Größte Anleihe von Mutares
Größte und erfolgreichste Emission war eine Anleihe der im SDax notierten Beteiligungsgesellschaft Mutares, die mit 150 Mill. Euro ein Fünftel mehr einsammelte als geplant. Mit einem Kupon von 12,4% war sie auch eine der am höchsten verzinsten. Mutares hat vor wenigen Tagen den Bond um weitere 100 Mill. Euro aufgestockt und bei institutionellen Investoren platziert. Nach Branchen kamen die meisten Emittenten im KMU-Markt aus dem Energiebereich. Sechs von acht Anleihen finanzieren dabei erneuerbare Energien. Von den Volumina früherer Zeiten ist der Markt für Mittelstandsbonds jedoch weit entfernt. Vor einer Dekade lag das jährliche Emissionsvolumen noch in der Größenordnung von 2 Mrd. Euro. Doch von den Horrorjahren 2016 und 2018, als die Ausfälle jeweils über 800 Mill. Euro lagen, hat sich das Segment nicht mehr vollständig erholt. Geblieben sind etablierte Bondemittenten wie Katjes oder Hörmann Industries, die auch 2023 Anleihen gut unterbringen konnten.

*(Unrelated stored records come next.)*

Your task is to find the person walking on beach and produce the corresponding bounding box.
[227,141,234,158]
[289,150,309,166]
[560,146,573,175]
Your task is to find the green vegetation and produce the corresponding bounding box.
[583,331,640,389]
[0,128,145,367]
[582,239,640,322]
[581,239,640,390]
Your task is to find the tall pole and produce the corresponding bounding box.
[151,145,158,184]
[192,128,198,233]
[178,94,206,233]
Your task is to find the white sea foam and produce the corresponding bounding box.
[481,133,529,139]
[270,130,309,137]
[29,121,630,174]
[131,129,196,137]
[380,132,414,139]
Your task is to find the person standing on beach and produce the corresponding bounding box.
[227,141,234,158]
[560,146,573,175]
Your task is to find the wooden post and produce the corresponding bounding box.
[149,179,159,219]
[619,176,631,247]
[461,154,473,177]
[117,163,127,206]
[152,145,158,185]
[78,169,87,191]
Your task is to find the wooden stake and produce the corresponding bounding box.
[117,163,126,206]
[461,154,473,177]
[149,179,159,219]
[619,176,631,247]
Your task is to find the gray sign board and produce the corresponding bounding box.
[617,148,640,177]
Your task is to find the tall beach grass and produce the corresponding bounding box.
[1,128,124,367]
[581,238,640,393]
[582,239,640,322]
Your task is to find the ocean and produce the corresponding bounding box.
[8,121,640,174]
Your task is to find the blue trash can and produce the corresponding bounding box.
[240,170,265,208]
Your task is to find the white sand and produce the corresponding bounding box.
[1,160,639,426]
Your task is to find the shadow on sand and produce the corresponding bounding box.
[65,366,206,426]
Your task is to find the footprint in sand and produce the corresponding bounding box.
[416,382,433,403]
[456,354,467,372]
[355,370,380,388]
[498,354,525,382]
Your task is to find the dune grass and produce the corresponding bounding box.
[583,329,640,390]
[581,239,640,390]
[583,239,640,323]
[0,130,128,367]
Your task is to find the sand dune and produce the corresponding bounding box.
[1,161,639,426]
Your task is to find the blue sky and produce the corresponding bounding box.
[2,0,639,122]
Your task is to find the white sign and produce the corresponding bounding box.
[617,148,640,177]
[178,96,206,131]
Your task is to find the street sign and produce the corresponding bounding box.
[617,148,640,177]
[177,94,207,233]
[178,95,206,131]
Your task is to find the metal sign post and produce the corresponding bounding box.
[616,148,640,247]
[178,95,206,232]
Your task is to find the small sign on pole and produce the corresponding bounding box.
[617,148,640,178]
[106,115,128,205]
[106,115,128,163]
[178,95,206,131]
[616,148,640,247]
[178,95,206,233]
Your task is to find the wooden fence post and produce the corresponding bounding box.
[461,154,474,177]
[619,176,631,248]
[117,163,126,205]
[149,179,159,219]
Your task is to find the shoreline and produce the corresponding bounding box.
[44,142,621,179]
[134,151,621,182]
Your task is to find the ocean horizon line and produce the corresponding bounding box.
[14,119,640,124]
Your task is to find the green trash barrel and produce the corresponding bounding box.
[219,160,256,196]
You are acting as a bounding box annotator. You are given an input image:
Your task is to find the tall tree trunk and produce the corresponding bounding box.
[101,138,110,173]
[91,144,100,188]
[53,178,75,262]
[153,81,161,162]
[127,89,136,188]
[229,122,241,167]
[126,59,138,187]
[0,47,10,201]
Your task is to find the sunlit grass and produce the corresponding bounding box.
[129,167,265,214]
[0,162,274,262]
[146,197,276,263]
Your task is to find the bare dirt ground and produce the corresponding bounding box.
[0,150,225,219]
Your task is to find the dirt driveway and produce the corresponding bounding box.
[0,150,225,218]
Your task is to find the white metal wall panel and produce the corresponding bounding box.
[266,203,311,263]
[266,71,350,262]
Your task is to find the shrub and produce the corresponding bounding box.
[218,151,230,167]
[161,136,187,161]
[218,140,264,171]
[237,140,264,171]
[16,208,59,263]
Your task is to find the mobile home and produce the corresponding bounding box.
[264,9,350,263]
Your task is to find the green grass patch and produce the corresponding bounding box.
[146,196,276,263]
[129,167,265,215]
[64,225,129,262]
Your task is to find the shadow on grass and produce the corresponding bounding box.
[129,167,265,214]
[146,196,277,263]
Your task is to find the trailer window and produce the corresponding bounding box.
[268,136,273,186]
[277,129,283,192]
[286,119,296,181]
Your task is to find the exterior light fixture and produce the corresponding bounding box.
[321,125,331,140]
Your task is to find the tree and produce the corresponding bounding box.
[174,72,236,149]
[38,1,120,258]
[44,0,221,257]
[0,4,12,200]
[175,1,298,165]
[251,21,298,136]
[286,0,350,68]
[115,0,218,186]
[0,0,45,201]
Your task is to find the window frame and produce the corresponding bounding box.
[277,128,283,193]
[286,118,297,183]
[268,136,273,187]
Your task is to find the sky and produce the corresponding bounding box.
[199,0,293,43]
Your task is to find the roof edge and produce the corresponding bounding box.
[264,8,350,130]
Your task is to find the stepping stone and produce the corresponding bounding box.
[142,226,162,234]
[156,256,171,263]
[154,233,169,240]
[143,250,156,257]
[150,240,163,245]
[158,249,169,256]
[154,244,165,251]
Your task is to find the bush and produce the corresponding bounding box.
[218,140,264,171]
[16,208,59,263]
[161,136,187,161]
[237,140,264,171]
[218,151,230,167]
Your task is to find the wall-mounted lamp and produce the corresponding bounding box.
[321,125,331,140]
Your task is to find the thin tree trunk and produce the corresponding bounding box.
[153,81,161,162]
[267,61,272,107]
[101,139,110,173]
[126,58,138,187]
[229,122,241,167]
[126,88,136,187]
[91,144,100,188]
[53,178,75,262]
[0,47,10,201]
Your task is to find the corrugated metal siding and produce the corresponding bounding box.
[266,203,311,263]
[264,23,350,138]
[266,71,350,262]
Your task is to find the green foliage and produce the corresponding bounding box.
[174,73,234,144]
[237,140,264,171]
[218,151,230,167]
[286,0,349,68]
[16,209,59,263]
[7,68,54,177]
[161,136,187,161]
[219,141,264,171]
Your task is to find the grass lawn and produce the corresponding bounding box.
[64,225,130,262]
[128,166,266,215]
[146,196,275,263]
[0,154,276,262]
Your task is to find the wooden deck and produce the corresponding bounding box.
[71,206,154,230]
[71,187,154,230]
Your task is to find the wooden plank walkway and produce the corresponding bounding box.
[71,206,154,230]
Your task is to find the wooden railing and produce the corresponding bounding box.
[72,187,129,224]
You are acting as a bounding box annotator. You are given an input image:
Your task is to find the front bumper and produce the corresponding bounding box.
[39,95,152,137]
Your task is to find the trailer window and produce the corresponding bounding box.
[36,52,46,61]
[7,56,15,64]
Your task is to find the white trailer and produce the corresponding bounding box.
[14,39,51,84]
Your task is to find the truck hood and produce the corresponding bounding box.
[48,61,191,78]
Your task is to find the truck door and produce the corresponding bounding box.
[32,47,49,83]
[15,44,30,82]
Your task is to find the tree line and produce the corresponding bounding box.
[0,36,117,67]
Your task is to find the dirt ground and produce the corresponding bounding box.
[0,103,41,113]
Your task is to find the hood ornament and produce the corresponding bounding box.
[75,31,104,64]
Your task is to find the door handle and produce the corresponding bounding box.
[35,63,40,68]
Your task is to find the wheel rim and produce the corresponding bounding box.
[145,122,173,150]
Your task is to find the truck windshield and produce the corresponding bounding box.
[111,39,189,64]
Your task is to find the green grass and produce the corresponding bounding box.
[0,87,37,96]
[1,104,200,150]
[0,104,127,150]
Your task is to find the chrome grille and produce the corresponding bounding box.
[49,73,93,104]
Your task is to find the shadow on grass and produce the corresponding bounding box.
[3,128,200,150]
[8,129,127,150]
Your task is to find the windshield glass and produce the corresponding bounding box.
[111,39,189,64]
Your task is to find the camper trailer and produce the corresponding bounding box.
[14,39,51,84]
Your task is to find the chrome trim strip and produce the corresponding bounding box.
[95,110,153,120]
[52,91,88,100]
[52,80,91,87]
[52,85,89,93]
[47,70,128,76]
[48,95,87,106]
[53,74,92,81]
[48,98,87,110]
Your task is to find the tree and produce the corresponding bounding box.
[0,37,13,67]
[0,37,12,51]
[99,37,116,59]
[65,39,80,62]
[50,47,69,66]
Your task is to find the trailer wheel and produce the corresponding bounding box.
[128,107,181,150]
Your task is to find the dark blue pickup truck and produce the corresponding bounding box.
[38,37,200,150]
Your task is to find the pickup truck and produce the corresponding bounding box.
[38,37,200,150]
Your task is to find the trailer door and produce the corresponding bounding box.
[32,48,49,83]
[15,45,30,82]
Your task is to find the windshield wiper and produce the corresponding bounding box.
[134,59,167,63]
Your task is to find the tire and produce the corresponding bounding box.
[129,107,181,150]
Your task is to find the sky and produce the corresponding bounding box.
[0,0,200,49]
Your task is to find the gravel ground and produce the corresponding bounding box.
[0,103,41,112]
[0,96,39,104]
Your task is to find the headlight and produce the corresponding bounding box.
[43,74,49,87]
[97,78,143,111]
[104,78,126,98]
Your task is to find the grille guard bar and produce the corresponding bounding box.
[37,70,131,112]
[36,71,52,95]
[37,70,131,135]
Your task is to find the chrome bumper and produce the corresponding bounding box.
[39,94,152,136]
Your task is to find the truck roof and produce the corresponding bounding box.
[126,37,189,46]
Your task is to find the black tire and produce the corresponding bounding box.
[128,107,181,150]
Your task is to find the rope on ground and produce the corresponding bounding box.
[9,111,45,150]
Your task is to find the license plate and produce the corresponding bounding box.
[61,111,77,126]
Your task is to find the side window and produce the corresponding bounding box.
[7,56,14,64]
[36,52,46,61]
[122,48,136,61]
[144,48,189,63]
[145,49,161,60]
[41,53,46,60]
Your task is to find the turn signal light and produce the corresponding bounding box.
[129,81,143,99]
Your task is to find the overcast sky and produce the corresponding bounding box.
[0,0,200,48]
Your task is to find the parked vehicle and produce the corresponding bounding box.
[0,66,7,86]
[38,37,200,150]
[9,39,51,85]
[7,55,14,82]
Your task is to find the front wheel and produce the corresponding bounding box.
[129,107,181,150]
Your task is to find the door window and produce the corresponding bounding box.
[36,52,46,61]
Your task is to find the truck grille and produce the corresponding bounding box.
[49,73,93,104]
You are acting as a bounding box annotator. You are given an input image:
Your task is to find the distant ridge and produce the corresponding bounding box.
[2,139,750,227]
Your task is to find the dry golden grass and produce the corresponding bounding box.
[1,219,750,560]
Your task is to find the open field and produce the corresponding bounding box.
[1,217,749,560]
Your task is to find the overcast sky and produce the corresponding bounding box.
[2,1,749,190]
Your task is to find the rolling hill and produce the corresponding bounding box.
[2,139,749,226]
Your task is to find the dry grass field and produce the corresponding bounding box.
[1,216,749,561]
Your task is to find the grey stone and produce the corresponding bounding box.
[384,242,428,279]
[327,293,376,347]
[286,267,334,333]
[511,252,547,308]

2024 wachsen die Bäume nach einer Umfrage von IR.on unter neun Emissionshäusern erneut nicht in den Himmel. Erwartet werden etwa gleich viele Bonds wie im Vorjahr. Als Gründe für die Zurückhaltung werden die Krise am Immobilienmarkt sowie weiterhin hohe oder noch steigende Kupons genannt. Der Durchschnittskupon im KMU-Segment lag im vergangenen Jahr bei 8,6%.
ESG-Bezug gefragt
Eine zunehmende Bedeutung gewinnen auch im Mittelstandsmarkt Bonds mit ESG-Bezug. Sechs der 24 Bonds aus dem vergangenen Jahr konnten laut Studie als nachhaltig eingestuft werden. Sie hatten das von einschlägigen Ratingagenturen bestätigt bekommen.

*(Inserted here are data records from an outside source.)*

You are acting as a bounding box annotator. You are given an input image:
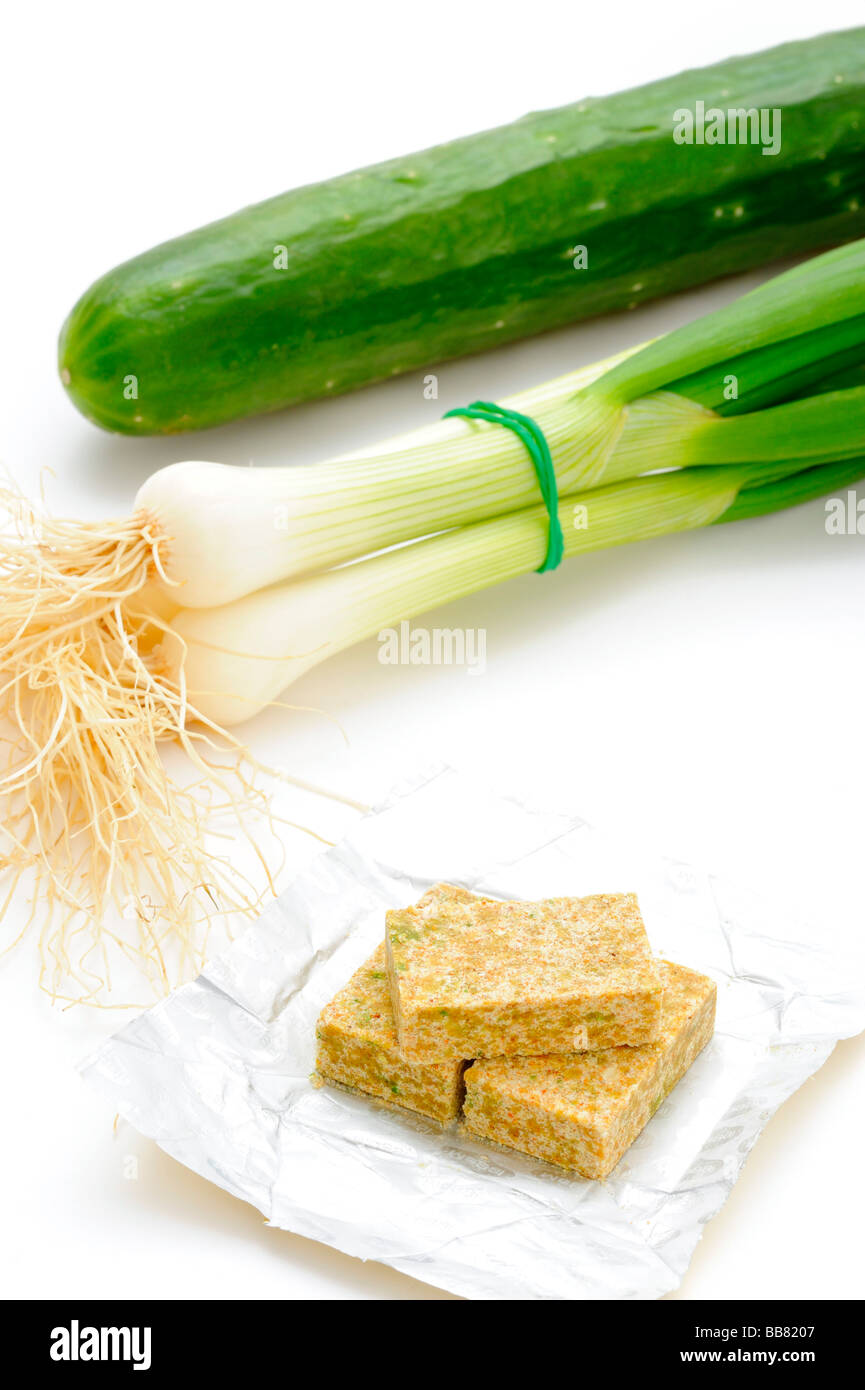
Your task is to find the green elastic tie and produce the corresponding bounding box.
[443,400,564,572]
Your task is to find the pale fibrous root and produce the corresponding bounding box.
[0,483,319,1008]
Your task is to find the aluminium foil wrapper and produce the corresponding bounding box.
[82,766,865,1300]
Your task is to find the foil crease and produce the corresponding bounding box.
[81,766,865,1300]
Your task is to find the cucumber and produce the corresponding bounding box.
[60,28,865,435]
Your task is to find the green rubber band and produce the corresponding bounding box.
[443,399,564,572]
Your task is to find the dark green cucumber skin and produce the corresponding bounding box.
[60,28,865,435]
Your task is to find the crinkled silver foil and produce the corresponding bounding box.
[81,766,865,1300]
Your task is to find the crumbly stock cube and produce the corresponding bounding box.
[462,960,716,1179]
[386,889,663,1063]
[315,885,477,1123]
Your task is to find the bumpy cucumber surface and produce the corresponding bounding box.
[60,28,865,434]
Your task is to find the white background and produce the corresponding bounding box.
[1,0,864,1301]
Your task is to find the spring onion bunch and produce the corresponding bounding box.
[3,237,865,1002]
[169,455,865,727]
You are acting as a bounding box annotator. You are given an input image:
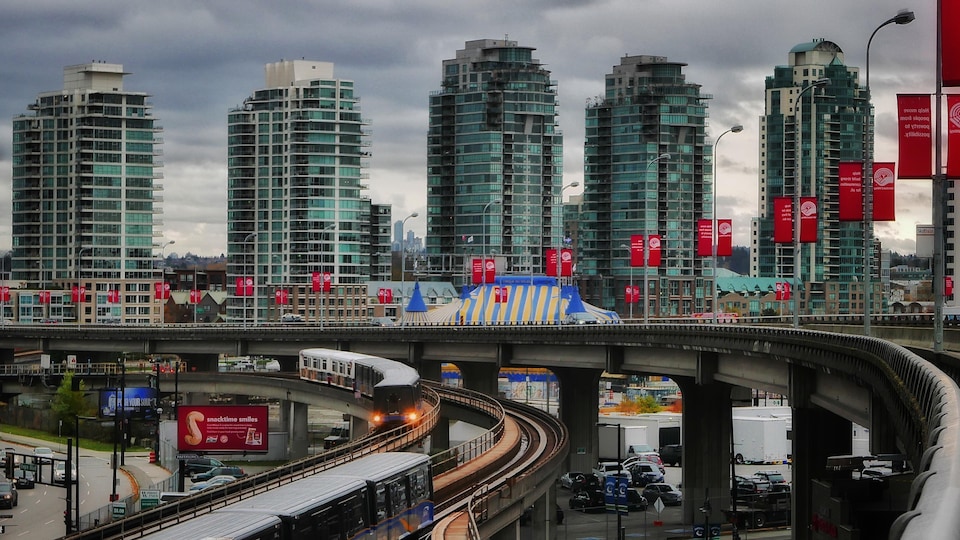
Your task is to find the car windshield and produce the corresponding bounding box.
[0,484,11,493]
[764,472,785,482]
[34,447,53,456]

Die meisten Mittelstandsanleihen werden im Freiverkehr der Frankfurter Börse gelistet. Populärer wird derzeit das Nordic-Bond-Format, so dass vier Emissionen zusätzlich zur Mainmetropole auch an der Börse Oslo gehandelt werden. Dabei handelte es sich im Wesentlichen um großvolumige KMU-Anleihen, die so eine größere Platzierungssicherheit erzielten.
Alle vier Emissionen wurden voll platziert.